Kathleen Durocher est présentement candidate au doctorat en histoire avec concentration en études féministes à l’Université du Québec à Montréal. Titulaire d’une maîtrise en histoire de l’Université d’Ottawa, elle se spécialise en histoire des femmes et du travail au Canada. Ses recherches actuelles portent plus précisément sur les dangers du travail dans l’industrie de l’allumette.

Une grève de femmes : le cas des allumettières et de l’Association ouvrière catholique féminine de Hull (1918-1928)
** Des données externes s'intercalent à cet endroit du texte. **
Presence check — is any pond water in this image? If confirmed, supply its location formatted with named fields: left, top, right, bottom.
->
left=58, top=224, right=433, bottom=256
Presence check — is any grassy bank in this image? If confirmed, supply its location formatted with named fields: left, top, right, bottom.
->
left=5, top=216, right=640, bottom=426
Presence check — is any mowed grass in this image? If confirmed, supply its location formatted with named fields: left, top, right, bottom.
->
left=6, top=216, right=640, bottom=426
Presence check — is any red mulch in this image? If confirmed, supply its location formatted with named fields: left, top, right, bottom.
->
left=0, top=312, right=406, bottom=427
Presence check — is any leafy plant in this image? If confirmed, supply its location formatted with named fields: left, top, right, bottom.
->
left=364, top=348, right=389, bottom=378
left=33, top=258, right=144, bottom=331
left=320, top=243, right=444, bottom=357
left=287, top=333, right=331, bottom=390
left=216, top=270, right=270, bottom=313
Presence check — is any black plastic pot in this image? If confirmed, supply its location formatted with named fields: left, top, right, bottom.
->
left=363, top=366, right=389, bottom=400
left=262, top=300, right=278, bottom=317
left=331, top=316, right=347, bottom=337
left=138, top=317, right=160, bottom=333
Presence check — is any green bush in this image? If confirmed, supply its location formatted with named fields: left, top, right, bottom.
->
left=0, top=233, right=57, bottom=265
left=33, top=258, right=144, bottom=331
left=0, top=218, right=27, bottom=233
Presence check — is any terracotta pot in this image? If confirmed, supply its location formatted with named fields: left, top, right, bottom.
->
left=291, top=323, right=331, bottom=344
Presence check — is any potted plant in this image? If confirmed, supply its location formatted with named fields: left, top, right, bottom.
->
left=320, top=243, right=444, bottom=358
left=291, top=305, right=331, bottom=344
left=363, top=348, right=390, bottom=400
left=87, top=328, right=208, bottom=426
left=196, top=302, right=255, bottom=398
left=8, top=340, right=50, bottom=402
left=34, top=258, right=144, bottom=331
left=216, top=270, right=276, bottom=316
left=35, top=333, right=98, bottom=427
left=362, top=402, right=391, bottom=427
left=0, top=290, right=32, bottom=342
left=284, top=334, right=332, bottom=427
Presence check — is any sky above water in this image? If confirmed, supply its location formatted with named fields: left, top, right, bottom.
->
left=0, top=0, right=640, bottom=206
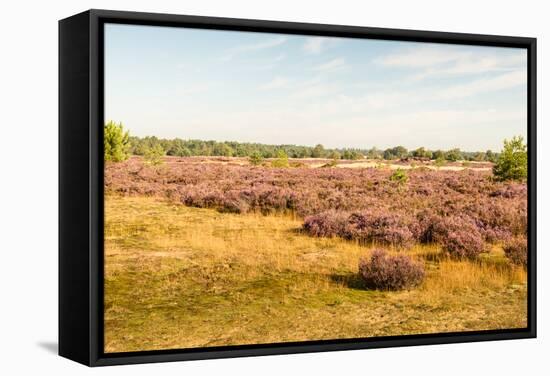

Par Kathleen DUROCHER — Des années 1870 à 1928, l’allumière de la E.B. Eddy se démarque en tant que principale productrice d’allumettes au Canada, ce bien essentiel du quotidien avant que l’électrification ne s’entame réellement. Durant des décennies, des centaines d’employé·e·s, principalement des adolescentes et des jeunes femmes, s’affairent à l’emballage des bouts de bois inflammables. Travaillant dans des conditions difficiles, entre 50 à 60 heures par semaine, et ce, toute l’année, elles ne gagnent qu’un maigre salaire octroyé à la pièce[1]. Victimes de ce système d’exploitation instauré par le plus puissant employeur de la ville, les ouvrières de la E.B. Eddy n’ont que peu de ressources pour améliorer leurs conditions de travail. Ce ne sera qu’à partir de 1918 que la situation se transforme alors que les travailleuses s’unissent sous la bannière d’un syndicat catholique nouvellement créé. Jusque-là exclues des tentatives de syndicalisation, elles se démarquent rapidement par leur participation active au sein de l’organisation. Leurs réussites se font connaître non seulement à Hull, mais aussi dans le reste du Canada.